Um dos melhores livros sobre marketing que li foi Surfando as ondas do mercado, de Raimar Richers, professor-fundador da FGV, que tinha uma tese matadora: as relações das empresas com os mercados são dialéticas. Elas não podem ser totalmente contrárias a eles e devem aproveitar aos máximo as macro e microtendências naturais da economia. Mas, assim como os surfistas exímios, as empresas podem surfar com destreza nessas ondas do mercado e criar circunstâncias, até no contrafluxo, que lhes sejam favoráveis. Tenho pensado bastante nisso ao analisar o momento atual do mercado publicitário, seus últimos e possíveis próximos desdobramentos, principalmente em relação aos meios de comunicação e seus veículos.
O que me fez lembrar de uma tese, que escrevi junto com Fernando Leite, no início dos anos 1980: a evolução da publicidade é determinada pela tecnologia utilizada, estrutura disponível e atuação comercial dos veículos, cabendo aos anunciantes e agências aproveitarem ao máximo suas possibilidades. Isso vem desde 1700 e poucos, quando os jornais da Fleet Street, em Londres, lançaram as raízes da dimensão industrial da publicidade.
300 anos depois ela está no auge da revolução motivada pelo digital, que vem transformando de forma profunda o resultado de mais de um século de imensa expansão econômica da área – pois, só nos Estados Unidos, passou de cerca de US$ 1,5 bilhão ao ano no início dos anos 1900 para perto de US$ 250 bilhões na entrada do século 21. O grande fluxo dominante atual tem sido o digital, que não apenas literalmente criou um novo meio como abalou severamente dois outros, tradicionais, o jornal e a revista, e incomodou os demais, inclusive o mais poderoso e utilizado de todos, a TV.
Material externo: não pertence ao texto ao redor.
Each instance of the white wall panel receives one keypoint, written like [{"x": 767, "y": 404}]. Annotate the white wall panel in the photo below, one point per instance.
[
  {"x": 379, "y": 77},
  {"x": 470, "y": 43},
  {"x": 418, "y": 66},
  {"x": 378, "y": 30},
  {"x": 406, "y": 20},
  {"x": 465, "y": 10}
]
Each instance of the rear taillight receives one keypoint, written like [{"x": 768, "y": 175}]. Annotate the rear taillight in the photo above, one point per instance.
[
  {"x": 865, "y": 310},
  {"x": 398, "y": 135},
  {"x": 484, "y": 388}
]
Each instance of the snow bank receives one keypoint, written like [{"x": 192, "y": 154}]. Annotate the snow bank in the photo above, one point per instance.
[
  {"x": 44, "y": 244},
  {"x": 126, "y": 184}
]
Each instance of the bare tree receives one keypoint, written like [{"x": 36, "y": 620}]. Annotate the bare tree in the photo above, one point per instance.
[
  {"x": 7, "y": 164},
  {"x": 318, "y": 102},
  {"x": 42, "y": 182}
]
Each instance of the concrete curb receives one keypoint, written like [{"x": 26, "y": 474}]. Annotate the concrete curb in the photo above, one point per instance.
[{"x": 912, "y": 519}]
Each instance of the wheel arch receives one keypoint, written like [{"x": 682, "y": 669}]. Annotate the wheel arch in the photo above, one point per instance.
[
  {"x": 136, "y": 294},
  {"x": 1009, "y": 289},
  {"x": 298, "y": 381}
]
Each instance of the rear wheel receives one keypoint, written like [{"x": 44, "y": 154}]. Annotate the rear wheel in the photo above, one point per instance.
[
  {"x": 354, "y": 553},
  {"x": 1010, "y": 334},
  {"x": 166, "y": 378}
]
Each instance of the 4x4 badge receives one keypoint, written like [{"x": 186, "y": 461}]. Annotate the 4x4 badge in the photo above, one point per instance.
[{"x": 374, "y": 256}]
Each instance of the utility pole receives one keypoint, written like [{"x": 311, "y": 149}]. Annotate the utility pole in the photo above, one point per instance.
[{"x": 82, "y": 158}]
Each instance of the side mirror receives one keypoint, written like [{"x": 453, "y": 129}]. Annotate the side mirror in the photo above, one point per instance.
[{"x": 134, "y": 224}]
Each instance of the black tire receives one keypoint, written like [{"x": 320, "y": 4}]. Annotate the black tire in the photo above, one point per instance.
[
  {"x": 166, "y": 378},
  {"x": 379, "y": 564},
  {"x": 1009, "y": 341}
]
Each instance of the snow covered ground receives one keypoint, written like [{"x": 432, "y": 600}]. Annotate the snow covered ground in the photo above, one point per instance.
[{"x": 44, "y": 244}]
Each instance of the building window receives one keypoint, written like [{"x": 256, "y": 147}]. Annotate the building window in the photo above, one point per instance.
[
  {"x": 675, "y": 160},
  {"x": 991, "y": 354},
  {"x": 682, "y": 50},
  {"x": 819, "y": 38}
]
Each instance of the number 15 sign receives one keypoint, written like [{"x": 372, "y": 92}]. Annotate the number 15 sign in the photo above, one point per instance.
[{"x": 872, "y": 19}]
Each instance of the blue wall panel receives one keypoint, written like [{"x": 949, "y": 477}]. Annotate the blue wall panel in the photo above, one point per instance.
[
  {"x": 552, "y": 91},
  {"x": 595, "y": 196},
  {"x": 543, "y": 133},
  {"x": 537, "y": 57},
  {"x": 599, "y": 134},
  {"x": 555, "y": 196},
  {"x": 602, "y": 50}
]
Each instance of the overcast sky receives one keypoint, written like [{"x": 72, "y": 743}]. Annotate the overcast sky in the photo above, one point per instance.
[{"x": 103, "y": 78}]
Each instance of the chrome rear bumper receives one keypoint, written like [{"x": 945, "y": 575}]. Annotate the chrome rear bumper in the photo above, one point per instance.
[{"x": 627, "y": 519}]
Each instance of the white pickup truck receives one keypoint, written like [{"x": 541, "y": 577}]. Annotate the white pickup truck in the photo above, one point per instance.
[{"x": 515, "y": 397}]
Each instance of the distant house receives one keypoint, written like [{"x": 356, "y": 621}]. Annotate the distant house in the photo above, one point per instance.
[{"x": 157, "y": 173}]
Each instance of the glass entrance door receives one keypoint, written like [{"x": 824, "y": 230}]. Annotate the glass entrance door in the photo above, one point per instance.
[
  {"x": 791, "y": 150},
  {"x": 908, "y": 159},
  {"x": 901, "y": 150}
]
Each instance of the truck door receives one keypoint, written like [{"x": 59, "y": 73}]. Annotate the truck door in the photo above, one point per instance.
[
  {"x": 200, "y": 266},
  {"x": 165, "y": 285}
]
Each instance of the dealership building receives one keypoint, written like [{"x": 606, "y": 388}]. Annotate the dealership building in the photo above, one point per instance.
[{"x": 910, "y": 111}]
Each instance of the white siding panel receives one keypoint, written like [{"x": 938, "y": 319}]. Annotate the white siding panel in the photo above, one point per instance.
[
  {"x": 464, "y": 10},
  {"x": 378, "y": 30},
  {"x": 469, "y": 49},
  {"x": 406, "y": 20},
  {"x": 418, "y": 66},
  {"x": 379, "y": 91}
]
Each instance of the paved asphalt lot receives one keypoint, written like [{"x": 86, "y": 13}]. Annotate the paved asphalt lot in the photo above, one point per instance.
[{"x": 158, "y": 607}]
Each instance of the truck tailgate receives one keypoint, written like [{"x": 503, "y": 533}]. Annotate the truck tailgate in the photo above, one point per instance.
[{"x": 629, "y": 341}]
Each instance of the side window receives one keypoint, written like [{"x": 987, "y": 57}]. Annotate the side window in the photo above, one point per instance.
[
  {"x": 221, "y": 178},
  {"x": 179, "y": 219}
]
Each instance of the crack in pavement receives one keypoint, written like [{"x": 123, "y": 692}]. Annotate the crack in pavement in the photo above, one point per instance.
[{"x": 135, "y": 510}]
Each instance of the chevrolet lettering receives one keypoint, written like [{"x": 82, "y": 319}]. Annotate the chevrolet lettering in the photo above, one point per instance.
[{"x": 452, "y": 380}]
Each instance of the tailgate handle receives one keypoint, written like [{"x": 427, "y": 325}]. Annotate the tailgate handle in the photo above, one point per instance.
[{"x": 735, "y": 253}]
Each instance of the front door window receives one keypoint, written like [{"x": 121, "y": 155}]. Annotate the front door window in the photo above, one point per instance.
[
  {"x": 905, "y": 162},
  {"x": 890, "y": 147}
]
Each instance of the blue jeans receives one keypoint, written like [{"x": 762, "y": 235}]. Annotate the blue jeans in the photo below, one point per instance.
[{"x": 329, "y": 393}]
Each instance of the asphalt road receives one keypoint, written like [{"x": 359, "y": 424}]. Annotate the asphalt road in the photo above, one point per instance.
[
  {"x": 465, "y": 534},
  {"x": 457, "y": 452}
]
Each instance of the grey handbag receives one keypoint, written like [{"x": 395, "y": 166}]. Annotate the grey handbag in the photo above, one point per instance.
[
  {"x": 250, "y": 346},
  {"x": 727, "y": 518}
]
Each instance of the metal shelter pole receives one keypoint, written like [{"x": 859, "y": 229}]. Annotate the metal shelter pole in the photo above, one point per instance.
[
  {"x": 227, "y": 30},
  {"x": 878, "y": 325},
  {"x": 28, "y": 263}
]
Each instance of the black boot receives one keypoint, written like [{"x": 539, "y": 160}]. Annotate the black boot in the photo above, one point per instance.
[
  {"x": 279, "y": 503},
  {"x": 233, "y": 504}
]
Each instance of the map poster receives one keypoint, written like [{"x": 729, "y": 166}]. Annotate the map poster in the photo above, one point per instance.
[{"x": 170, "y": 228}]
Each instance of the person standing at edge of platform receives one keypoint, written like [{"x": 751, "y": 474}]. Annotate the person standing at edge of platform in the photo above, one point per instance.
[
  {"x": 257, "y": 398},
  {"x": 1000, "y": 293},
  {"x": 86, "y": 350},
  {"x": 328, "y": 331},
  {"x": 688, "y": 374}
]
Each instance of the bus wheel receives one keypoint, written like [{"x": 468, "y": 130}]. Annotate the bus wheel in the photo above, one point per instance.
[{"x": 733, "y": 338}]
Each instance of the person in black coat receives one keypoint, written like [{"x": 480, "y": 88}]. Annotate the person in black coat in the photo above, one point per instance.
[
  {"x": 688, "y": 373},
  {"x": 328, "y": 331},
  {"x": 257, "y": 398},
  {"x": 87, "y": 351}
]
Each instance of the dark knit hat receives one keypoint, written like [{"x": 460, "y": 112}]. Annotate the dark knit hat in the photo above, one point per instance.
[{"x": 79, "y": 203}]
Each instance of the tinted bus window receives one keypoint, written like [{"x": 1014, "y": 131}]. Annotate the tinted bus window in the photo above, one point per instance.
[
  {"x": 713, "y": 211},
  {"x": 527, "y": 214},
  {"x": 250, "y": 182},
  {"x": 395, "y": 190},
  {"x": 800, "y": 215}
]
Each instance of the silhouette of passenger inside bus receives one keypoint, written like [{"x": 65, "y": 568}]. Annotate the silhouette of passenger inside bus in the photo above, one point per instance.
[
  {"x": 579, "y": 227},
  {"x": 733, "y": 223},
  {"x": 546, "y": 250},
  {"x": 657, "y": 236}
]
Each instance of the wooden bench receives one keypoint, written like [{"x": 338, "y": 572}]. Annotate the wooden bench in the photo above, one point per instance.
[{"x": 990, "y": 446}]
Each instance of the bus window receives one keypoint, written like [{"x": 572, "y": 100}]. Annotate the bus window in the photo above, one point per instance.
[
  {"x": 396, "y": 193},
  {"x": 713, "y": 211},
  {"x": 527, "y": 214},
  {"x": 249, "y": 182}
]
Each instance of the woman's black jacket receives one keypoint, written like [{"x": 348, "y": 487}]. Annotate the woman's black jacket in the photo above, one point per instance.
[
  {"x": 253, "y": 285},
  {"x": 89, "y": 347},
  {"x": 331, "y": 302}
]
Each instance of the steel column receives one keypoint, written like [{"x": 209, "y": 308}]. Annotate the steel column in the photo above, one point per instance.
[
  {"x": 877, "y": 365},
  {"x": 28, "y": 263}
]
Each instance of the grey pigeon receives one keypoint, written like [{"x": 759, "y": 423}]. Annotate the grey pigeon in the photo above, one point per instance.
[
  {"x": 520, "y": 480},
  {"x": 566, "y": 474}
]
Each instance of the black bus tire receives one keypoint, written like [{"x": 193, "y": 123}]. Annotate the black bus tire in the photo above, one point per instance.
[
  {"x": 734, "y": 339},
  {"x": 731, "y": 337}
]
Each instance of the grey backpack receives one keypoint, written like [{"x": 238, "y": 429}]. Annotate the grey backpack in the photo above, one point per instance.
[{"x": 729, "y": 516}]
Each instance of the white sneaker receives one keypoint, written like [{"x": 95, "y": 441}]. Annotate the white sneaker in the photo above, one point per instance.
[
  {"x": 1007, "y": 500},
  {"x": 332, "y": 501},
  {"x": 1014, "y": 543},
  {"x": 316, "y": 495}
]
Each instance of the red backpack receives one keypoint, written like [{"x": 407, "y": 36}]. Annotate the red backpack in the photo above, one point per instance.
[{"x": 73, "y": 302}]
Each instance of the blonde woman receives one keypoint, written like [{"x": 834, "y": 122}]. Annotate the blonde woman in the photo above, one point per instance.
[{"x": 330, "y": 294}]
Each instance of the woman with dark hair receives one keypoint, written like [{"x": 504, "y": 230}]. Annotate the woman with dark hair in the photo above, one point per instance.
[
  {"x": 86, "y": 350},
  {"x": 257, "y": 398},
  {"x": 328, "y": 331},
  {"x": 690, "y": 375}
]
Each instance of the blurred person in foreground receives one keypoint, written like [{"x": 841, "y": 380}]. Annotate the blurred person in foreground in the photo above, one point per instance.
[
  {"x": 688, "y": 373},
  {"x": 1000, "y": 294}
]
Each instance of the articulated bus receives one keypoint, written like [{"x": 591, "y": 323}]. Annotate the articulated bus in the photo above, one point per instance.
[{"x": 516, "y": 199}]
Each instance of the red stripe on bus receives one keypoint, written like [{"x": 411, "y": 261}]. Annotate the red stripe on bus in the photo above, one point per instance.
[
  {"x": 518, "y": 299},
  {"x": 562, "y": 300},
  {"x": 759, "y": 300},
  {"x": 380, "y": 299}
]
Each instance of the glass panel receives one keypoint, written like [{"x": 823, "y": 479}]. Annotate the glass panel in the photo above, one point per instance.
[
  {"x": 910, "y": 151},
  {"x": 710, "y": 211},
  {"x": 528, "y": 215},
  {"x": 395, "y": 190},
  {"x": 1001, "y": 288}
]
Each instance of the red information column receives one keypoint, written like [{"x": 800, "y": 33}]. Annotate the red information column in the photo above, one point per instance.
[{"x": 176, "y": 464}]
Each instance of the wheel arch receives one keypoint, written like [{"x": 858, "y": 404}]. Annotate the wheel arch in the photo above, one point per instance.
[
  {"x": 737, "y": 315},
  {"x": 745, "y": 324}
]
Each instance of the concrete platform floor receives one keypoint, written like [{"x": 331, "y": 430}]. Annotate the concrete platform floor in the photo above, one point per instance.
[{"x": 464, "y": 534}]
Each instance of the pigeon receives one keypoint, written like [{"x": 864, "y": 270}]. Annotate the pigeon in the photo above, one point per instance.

Mas, apesar de seu domínio econômico, o digital ainda é um pós-adolescente desengonçado, cheio de problemas e oportunidades, entrando em sua fase de amadurecimento.
O modelo econômico do digital não fez bem até para a maioria de seus players, tendo privilegiado alguns poucos e deixando um rastro de fracassos entre os próprios pares. Até pouco tempo não havia nem mesmo abalado a TV, até hoje o meio mais eficiente e mais eficaz da publicidade, que está perdendo seu rumo só agora, desde que em 2017 o digital lhe tomou o bastão de líder do mercado.
Quanto aos demais, os que souberam enfrentar a onda com mais sabedoria e inclusive aproveitar os recursos digitais para modernizar sua tecnologia e estrutura, bem como ajustar seu modelo comercial, safaram-se melhor.
Vamos aos números: o jornal foi o grande perdedor, saindo de uma receita global de US$ 107,35 bilhões em 2000 para US$ 44,05 bi em 2018 (-59%) e com tendência de cair nos próximos dois anos; a revista saiu, nesse período, de US$ 47,46 bi para US$ 26,22 bi (-45%); o rádio, que soube se imiscuir no mundo digital, cresceu 13%, de US$ 30,38 bi para US$ 34,20 bi; a TV cresceu 61%, passando de US$ 116,33 bi para US$ 187,48 bi e apresenta uma tendência de perda (mas que ainda pode não acontecer, se ela souber aproveitar o contrafluxo, que parece se formar – tema para a segunda parte desta série).
Quem soube surfar bem e incorporar de forma eficaz o digital foi o OOH, que cresceu 98% entre 2000 e 2018, passando de US$ 18,99 bi para US$ 37,66 bi e ainda com tendência de alta. E o cinema, que também surfou legal, pulou 398%, de US$ 0,87 bi para US$ 4,34 bi, e tem previsão de crescer 12% em 2020, empatando ou até superando o digital, que registrou um salto quântico de 2.774% no período, passando de US$ 7,90 bi para US$ 227,09 bilhões, mas que parece estar reduzindo seu empuxo de subida e deve vir a sofrer o contrafluxo nos próximos anos.